In order to solve a computer science problem, we need a set of instructions (an algorithm) that operate on certain input data and produce some output data. Data structures provide efficient storage and efficient access, and modification of data in a computer’s memory [1]. Data Structures and Algorithms are the key foundations required to solve any computer science problem efficiently. Whereas Machine Learning is a powerful medium to solve today’s problems using data, which under the hood is the consumer of data structures and algorithms. Choosing the right data structures and algorithms help make efficient use of the computer’s mem- ory and time. Modern software applications have an abundance of data and computations. And they can generally not afford latency in results. Therefore, the data structures and algorithms play an important role in modern software. For example, hash tables provide efficient data retrieval, bi- nary search is an important paradigm for searching, dynamic programming ensures that the work once done is not repeated, and divide and conquer algorithms break big problems into smaller and solvable sub-problems.

Machine Learning

Machine learning algorithms learn a mathematical representation of known data.

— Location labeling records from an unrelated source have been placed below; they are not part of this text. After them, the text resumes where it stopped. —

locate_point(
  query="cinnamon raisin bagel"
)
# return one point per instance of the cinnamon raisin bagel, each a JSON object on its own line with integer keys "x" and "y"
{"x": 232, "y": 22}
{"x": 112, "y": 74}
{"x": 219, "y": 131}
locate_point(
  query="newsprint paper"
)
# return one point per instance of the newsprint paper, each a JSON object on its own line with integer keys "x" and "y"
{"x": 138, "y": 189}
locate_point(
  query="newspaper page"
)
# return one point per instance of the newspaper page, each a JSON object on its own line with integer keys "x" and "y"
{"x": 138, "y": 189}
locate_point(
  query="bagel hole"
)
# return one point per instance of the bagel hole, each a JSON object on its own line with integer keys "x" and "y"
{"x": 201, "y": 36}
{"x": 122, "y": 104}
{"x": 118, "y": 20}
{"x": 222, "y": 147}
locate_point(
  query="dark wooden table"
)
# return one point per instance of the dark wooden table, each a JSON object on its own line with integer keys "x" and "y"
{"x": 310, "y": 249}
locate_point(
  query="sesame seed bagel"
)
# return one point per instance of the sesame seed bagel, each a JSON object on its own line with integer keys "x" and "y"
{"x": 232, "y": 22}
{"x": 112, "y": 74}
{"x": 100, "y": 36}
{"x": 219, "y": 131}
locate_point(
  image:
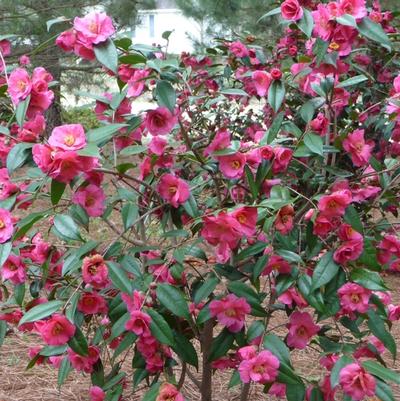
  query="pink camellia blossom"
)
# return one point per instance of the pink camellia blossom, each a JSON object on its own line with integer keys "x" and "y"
{"x": 92, "y": 303}
{"x": 96, "y": 394}
{"x": 222, "y": 140}
{"x": 95, "y": 271}
{"x": 6, "y": 225}
{"x": 335, "y": 204}
{"x": 19, "y": 85}
{"x": 139, "y": 322}
{"x": 94, "y": 28}
{"x": 168, "y": 392}
{"x": 92, "y": 198}
{"x": 68, "y": 137}
{"x": 354, "y": 298}
{"x": 356, "y": 8}
{"x": 173, "y": 190}
{"x": 359, "y": 149}
{"x": 160, "y": 121}
{"x": 247, "y": 218}
{"x": 232, "y": 166}
{"x": 301, "y": 330}
{"x": 239, "y": 49}
{"x": 262, "y": 80}
{"x": 84, "y": 363}
{"x": 14, "y": 270}
{"x": 349, "y": 250}
{"x": 356, "y": 382}
{"x": 137, "y": 83}
{"x": 282, "y": 158}
{"x": 57, "y": 330}
{"x": 291, "y": 10}
{"x": 61, "y": 165}
{"x": 263, "y": 368}
{"x": 278, "y": 265}
{"x": 230, "y": 312}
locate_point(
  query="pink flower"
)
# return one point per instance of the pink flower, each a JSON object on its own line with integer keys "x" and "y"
{"x": 19, "y": 85}
{"x": 291, "y": 10}
{"x": 91, "y": 303}
{"x": 137, "y": 82}
{"x": 230, "y": 312}
{"x": 92, "y": 199}
{"x": 301, "y": 330}
{"x": 168, "y": 392}
{"x": 95, "y": 271}
{"x": 277, "y": 264}
{"x": 335, "y": 204}
{"x": 68, "y": 137}
{"x": 360, "y": 151}
{"x": 282, "y": 158}
{"x": 84, "y": 363}
{"x": 94, "y": 27}
{"x": 356, "y": 8}
{"x": 57, "y": 330}
{"x": 263, "y": 368}
{"x": 239, "y": 49}
{"x": 247, "y": 219}
{"x": 232, "y": 166}
{"x": 262, "y": 81}
{"x": 222, "y": 140}
{"x": 96, "y": 394}
{"x": 14, "y": 270}
{"x": 356, "y": 382}
{"x": 354, "y": 298}
{"x": 139, "y": 322}
{"x": 6, "y": 225}
{"x": 160, "y": 121}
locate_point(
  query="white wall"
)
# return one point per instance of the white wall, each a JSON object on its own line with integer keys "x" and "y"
{"x": 152, "y": 24}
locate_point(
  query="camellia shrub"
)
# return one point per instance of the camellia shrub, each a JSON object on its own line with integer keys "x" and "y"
{"x": 246, "y": 216}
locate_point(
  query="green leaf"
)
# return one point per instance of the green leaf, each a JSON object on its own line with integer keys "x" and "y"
{"x": 104, "y": 133}
{"x": 347, "y": 20}
{"x": 380, "y": 371}
{"x": 184, "y": 348}
{"x": 275, "y": 11}
{"x": 21, "y": 110}
{"x": 166, "y": 95}
{"x": 67, "y": 228}
{"x": 368, "y": 279}
{"x": 339, "y": 365}
{"x": 56, "y": 191}
{"x": 377, "y": 327}
{"x": 276, "y": 94}
{"x": 221, "y": 344}
{"x": 306, "y": 24}
{"x": 119, "y": 278}
{"x": 324, "y": 272}
{"x": 375, "y": 32}
{"x": 205, "y": 289}
{"x": 41, "y": 311}
{"x": 18, "y": 155}
{"x": 173, "y": 299}
{"x": 129, "y": 214}
{"x": 78, "y": 343}
{"x": 63, "y": 371}
{"x": 352, "y": 81}
{"x": 5, "y": 250}
{"x": 106, "y": 54}
{"x": 160, "y": 328}
{"x": 133, "y": 150}
{"x": 277, "y": 347}
{"x": 314, "y": 143}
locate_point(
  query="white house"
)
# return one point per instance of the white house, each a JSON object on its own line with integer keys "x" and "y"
{"x": 166, "y": 17}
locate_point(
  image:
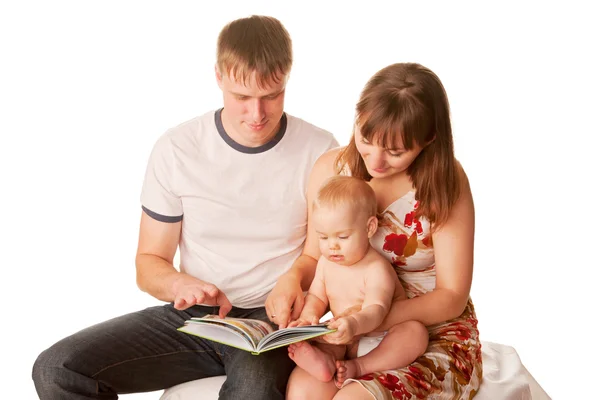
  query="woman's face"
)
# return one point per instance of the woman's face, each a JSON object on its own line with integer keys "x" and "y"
{"x": 383, "y": 162}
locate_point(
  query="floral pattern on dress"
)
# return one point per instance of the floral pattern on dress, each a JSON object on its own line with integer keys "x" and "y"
{"x": 451, "y": 367}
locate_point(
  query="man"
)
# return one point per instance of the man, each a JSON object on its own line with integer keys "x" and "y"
{"x": 228, "y": 188}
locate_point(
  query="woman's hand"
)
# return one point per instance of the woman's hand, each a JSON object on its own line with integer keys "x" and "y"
{"x": 286, "y": 300}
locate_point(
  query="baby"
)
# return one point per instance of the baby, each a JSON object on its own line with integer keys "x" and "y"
{"x": 358, "y": 285}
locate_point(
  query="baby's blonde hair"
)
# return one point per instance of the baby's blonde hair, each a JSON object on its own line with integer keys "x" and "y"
{"x": 346, "y": 190}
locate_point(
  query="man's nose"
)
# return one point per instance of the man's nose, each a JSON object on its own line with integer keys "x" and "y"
{"x": 257, "y": 110}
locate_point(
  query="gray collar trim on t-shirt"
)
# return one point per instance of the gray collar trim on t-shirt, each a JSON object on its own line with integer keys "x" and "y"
{"x": 250, "y": 150}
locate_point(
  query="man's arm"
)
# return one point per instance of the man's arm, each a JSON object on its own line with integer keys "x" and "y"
{"x": 156, "y": 275}
{"x": 316, "y": 302}
{"x": 286, "y": 300}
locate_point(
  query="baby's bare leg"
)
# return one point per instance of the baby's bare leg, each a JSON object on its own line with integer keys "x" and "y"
{"x": 401, "y": 346}
{"x": 318, "y": 359}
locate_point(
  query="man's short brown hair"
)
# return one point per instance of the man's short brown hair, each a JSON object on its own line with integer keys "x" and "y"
{"x": 256, "y": 44}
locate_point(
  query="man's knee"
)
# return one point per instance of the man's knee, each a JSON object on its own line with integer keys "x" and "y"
{"x": 46, "y": 370}
{"x": 55, "y": 370}
{"x": 258, "y": 377}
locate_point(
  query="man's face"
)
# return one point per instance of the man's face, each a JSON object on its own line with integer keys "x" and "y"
{"x": 251, "y": 114}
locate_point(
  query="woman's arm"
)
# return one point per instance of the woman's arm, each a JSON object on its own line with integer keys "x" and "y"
{"x": 453, "y": 250}
{"x": 286, "y": 300}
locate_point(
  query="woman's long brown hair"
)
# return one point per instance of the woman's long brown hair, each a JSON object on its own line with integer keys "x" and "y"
{"x": 409, "y": 100}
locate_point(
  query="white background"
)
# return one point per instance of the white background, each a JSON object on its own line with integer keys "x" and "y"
{"x": 87, "y": 87}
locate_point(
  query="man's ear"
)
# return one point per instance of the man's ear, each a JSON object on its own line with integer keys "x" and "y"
{"x": 219, "y": 77}
{"x": 372, "y": 225}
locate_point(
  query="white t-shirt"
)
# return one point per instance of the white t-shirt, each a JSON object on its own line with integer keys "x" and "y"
{"x": 243, "y": 209}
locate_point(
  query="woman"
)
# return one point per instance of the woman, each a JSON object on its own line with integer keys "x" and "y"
{"x": 402, "y": 145}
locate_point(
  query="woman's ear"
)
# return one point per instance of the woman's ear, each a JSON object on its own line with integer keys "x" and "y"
{"x": 372, "y": 225}
{"x": 219, "y": 77}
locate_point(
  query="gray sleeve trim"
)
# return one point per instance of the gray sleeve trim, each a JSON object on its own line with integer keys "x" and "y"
{"x": 162, "y": 218}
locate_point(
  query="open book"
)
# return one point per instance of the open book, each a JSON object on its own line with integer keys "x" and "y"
{"x": 251, "y": 335}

This allows them to make predictions on unseen data without explicit rules or instructions [2]. Under the hood of machine learning algorithms lie mathematical foundations like linear algebra, probability theory, statistics and calculus. Applications of these techniques generally face the following challenges:

  1. Volume of data
  2. Variety of data eg: speech, video, text, images, etc.
  3. Low latency service: Learning and inference times.

We can trace the development of machine learning algorithms to at least 1954 when Farley and Clark first used computers to simulate a Hebbian network [3]. Since then, there have been many advancements in machine learning algorithms like k-NN, decision trees, support vector machines, reinforcement learning, neural networks, k-means, DBSCAN, etc. At present, ML algorithms empower modern applications like autonomous driving, face recognition, medical diagnosis, text translation, game-playing AI, etc.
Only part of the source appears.